ROANOKE TIMES

                         Roanoke Times
                 Copyright (c) 1995, Landmark Communications, Inc.

DATE: MONDAY, February 3, 1992                   TAG: 9202010345
SECTION: EXTRA                    PAGE: 1   EDITION: METRO 
SOURCE: BEN BEAGLE
DATELINE:                                 LENGTH: Medium


WHY SOAK THE RICH WHEN YOU CAN PADDLE?

Anybody who says George Bush isn't a leader has overlooked the fact that he wants to repeal a 10 percent luxury tax on items like yachts.

Listen, everybody on Happy Highfields Road has been waiting for something like that. I haven't asked everybody, but I can tell you that yacht fever is building on the street.

I imagine that by now all of the neighbors have placed calls to their favorite yacht makers ordering replicas of the "Monkey Business."

You can always depend on a guy who says he hates broccoli, that's what I always say.

This is also a guy who can throw up in public and then joke about it on television in a State of the Union address.

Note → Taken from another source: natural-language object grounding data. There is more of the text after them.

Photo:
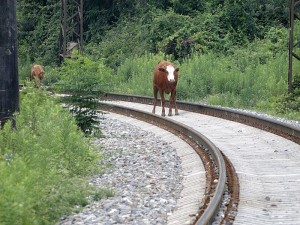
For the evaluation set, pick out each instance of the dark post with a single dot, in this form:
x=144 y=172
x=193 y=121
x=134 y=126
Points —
x=9 y=84
x=291 y=37
x=293 y=15
x=71 y=27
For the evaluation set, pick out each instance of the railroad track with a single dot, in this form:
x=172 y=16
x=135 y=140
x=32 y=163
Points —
x=267 y=198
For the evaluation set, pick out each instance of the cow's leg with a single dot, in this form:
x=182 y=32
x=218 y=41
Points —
x=175 y=105
x=162 y=96
x=155 y=91
x=171 y=103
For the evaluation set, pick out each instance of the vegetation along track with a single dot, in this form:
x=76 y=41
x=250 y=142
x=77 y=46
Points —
x=267 y=163
x=220 y=173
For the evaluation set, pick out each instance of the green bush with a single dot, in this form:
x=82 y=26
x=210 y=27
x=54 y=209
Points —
x=43 y=163
x=85 y=80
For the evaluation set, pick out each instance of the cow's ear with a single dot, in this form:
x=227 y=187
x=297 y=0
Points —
x=162 y=69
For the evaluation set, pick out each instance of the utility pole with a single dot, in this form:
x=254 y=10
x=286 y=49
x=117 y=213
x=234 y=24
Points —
x=71 y=27
x=293 y=15
x=9 y=84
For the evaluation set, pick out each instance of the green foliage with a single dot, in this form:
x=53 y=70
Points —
x=38 y=31
x=43 y=163
x=137 y=74
x=251 y=77
x=85 y=80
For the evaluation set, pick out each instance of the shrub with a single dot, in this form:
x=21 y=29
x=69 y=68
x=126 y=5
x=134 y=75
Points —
x=85 y=80
x=43 y=163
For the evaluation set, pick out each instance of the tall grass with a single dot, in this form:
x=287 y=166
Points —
x=137 y=73
x=245 y=79
x=43 y=163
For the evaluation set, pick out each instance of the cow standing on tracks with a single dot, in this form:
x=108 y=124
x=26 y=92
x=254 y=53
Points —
x=37 y=74
x=165 y=81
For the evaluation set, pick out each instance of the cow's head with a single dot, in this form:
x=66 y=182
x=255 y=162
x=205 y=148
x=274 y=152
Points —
x=172 y=73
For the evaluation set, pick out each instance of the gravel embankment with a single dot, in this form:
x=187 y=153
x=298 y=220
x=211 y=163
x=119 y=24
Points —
x=143 y=171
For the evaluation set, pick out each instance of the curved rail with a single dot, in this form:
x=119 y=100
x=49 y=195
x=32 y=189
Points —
x=271 y=125
x=208 y=215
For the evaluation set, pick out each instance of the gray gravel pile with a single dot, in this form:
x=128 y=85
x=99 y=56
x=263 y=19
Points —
x=143 y=171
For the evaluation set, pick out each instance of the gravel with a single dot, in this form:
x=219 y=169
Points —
x=144 y=173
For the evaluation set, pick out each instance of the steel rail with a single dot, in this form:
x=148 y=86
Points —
x=271 y=125
x=209 y=213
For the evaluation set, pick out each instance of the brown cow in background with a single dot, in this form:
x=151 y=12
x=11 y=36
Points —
x=165 y=80
x=37 y=74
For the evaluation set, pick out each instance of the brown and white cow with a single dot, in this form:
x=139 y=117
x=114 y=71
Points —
x=165 y=81
x=37 y=74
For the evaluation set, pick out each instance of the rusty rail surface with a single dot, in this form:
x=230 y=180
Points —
x=271 y=125
x=208 y=214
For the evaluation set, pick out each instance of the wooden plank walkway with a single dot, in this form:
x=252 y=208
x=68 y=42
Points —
x=268 y=167
x=194 y=180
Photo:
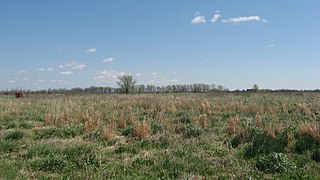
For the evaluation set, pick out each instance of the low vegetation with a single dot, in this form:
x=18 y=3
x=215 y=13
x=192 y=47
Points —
x=161 y=136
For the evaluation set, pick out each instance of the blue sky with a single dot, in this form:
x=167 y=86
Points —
x=236 y=43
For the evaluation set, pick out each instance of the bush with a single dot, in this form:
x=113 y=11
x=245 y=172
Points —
x=274 y=163
x=14 y=135
x=191 y=130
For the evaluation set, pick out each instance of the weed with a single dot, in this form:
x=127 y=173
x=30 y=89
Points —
x=275 y=163
x=9 y=146
x=156 y=127
x=191 y=130
x=14 y=135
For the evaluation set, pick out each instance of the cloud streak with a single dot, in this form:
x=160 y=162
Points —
x=242 y=19
x=108 y=60
x=66 y=73
x=91 y=50
x=198 y=20
x=215 y=18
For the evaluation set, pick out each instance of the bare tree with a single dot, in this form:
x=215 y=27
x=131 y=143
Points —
x=126 y=83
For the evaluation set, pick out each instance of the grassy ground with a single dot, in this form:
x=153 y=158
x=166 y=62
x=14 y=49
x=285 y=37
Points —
x=161 y=136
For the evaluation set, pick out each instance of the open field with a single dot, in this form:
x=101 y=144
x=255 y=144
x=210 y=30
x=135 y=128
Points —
x=161 y=136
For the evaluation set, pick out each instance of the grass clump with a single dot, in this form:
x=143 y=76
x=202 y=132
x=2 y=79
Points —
x=8 y=146
x=275 y=163
x=66 y=159
x=262 y=143
x=191 y=130
x=14 y=135
x=95 y=135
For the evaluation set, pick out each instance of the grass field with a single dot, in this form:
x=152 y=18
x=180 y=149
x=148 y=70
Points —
x=161 y=136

Abraham Lincoln couldn't have gotten away with that, pal. Not to mention Cal Coolidge or Richard Nixon.

You see how this will work, don't you?

All of us who have been holding off on buying a yacht because of the luxury tax will come home one afternoon and say:

"Well, Maude, say what you will about George Bush, but he's made it easier for us to buy that yacht we've been wanting.

"And while we're at it, maybe we could see about buying a nice six-passenger airplane, and the Jaguar is 2 years old, you know.

"It is a time of jubilation in this country, my dear. And, ha ha, of course we can now think seriously about buying that necklace you wanted."

All of this is supposed to mean that people who still can't afford to buy yachts will make more money building them for the insensitive rich - like you and me.

This is not to mention the people who make expensive cars, private airplanes and necklaces.

Actually, the tax applies to items that cost $100,000 and more. If you have that kind of money, I don't know why you would mind a 10 percent tax anyway.

Who was the guy who said that if you have to ask the price of a yacht, you really can't afford one?

I talk big, but if I ever paid $100,000 for anything, I would be in a coma for several years afterward.

You got any idea how long it takes most of us to make $100,000?

I looked at the price on a new-car sticker recently, and great portions of my life passed before my very eyes.

I thank the president, but I'll have to pass on a new yacht - tax or no tax.

If the urge to be merry on the water takes me anytime soon, I'll be in the market for a used kayak.

And I just hope that some of the neighbors won't feel they have to invite us for cruises on their new yachts.